Direito

07/03/2018 | domtotal.com

Recuperação judicial: proteção da função social da empresa

A LRE preocupa-se com a continuidade da empresa, enxergando sua função social, e, por isso, prioriza a possibilidade de recuperação empresarial.

Se a maior parte dos credores concordar com a proposta de recuperação, ela passa a ser vinculante para todos, mesmo para aquela minoria que dela discordou.
Se a maior parte dos credores concordar com a proposta de recuperação, ela passa a ser vinculante para todos, mesmo para aquela minoria que dela discordou. (Divulgação)

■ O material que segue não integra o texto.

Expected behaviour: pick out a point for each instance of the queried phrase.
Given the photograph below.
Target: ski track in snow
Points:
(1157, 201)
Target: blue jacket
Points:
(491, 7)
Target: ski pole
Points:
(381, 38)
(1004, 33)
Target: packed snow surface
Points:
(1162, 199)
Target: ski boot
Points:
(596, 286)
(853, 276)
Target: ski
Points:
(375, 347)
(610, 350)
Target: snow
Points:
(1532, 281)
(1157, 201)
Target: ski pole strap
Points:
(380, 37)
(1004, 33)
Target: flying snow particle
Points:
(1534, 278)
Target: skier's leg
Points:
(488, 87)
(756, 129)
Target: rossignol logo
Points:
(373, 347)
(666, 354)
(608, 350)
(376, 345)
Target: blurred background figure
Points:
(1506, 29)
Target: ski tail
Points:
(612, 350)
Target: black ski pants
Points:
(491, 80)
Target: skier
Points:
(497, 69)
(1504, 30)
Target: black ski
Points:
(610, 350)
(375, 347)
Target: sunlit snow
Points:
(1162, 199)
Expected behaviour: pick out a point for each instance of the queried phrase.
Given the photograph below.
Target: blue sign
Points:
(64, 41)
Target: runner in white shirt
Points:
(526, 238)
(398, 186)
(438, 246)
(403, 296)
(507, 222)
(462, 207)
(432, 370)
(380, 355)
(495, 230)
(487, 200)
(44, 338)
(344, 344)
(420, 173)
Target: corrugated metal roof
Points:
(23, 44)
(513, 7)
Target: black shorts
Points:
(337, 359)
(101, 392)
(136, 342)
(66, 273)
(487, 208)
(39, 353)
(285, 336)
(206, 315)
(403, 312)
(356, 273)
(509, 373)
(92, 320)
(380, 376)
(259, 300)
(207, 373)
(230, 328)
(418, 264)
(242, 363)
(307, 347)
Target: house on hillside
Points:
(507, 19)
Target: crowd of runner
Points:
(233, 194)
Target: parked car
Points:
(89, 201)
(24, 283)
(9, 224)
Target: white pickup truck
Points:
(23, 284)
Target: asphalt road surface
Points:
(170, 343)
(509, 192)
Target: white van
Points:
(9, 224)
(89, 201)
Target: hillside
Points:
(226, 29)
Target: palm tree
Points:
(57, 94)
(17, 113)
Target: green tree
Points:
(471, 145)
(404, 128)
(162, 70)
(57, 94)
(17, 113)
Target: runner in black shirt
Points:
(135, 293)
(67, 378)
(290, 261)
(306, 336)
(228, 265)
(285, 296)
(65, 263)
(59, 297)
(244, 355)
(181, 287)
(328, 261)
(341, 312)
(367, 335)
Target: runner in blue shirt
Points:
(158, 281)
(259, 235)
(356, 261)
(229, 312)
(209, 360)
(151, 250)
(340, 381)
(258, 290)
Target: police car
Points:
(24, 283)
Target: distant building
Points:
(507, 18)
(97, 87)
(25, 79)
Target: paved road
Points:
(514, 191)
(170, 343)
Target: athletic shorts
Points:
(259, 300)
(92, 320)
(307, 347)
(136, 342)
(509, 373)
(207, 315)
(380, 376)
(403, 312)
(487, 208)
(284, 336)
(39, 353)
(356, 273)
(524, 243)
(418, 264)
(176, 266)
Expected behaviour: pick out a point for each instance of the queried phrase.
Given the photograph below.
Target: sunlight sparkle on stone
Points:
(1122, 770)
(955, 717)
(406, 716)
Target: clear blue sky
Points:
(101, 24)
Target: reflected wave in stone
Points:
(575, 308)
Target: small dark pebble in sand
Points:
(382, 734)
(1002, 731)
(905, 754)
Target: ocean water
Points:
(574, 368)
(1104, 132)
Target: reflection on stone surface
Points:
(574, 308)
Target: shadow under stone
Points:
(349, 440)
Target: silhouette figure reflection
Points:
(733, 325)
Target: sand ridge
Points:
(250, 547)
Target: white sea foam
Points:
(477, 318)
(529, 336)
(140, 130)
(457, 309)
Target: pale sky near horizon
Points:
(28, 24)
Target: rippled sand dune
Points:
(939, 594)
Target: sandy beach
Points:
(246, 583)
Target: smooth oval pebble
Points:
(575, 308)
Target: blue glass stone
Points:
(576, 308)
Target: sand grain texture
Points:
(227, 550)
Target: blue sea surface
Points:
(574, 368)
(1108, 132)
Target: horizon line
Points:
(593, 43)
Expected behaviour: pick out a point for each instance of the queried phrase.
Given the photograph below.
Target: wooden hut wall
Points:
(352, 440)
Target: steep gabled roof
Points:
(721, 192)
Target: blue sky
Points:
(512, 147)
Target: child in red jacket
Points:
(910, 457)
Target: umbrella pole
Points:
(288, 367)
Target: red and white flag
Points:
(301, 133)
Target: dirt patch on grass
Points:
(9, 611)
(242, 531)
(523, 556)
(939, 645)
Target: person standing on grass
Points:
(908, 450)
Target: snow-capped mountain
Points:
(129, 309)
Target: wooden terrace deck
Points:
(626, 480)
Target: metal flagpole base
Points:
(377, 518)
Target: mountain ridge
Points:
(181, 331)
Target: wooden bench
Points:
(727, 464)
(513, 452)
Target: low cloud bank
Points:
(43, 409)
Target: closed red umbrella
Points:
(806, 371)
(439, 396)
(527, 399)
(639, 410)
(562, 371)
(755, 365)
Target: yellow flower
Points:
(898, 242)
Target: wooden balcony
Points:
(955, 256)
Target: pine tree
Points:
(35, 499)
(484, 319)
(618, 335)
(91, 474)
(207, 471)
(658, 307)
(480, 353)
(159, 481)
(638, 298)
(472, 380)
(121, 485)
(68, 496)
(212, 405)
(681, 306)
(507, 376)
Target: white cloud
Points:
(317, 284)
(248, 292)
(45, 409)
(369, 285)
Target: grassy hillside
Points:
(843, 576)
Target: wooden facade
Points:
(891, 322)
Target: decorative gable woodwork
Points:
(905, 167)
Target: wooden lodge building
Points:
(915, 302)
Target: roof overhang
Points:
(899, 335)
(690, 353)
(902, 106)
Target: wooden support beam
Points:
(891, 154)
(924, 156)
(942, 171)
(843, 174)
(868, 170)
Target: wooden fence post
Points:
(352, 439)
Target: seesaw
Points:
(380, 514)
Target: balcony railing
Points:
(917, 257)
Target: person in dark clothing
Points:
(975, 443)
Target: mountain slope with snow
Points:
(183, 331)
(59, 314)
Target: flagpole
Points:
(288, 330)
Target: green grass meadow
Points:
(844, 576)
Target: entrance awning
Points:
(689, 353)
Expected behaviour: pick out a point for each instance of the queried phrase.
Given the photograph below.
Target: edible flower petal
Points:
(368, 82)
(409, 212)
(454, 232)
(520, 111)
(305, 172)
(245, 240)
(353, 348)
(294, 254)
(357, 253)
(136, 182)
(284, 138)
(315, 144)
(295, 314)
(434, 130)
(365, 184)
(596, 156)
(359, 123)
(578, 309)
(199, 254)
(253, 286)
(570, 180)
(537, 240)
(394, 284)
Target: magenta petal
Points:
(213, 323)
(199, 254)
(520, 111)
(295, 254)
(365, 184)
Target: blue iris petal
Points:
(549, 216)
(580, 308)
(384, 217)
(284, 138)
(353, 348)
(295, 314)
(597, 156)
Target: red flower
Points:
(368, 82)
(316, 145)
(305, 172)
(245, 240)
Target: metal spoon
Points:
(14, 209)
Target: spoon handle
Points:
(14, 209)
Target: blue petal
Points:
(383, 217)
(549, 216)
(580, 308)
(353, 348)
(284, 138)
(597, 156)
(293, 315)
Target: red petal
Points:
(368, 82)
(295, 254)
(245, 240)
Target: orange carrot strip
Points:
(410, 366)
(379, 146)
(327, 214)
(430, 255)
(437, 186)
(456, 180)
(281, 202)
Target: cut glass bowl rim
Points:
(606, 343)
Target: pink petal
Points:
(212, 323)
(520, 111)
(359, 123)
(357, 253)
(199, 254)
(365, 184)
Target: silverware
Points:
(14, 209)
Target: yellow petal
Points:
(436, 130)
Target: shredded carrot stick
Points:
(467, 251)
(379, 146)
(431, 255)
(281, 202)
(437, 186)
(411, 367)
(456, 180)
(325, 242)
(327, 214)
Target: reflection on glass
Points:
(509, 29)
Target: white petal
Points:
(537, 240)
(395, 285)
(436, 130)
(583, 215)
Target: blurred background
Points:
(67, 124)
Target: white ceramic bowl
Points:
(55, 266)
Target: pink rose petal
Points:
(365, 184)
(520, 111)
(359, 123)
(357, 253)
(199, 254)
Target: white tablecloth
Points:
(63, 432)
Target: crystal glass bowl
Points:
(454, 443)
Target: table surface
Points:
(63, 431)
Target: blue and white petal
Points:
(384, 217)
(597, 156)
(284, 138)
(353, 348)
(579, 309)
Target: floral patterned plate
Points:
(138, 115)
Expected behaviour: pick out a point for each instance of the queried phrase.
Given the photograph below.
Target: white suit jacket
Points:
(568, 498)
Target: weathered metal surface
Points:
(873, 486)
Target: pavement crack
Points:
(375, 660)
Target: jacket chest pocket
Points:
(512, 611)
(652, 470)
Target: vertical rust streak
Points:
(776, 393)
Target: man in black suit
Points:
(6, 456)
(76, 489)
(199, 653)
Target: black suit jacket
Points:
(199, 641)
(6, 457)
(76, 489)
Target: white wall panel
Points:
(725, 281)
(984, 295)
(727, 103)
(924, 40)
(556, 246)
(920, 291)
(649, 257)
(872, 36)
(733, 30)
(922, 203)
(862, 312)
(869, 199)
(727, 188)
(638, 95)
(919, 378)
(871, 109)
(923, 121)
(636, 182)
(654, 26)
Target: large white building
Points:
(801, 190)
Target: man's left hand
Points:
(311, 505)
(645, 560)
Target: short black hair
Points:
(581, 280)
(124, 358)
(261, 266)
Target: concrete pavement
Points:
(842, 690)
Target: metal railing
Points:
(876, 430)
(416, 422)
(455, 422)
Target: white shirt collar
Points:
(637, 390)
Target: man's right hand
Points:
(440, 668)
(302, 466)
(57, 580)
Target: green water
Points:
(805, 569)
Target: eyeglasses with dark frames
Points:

Por Ricardo Luiz Pereira Marques*

A principal inovação da Lei 11.101/2015, chamada de Falências e Recuperação Empresarial (LRE), foi sua mudança de visão em comparação ao Decreto-Lei 7.661/45. Ao contrário da antiga Lei de Falências, a LRE preocupa-se com a continuidade da empresa, enxergando sua função social, e, por isso, prioriza não o credor, mas a possibilidade de recuperação empresarial. Assim, cria e regulamenta a figura da recuperação judicial. Tanto é assim que o artigo 47 da LRE menciona expressamente:

"Art. 47. A recuperação judicial tem por objetivo viabilizar a superação da situação de crise econômico-financeira do devedor, a fim de permitir a manutenção da fonte produtora, do emprego dos trabalhadores e dos interesses dos credores, promovendo, assim, a preservação da empresa, sua função social e o estímulo à atividade econômica."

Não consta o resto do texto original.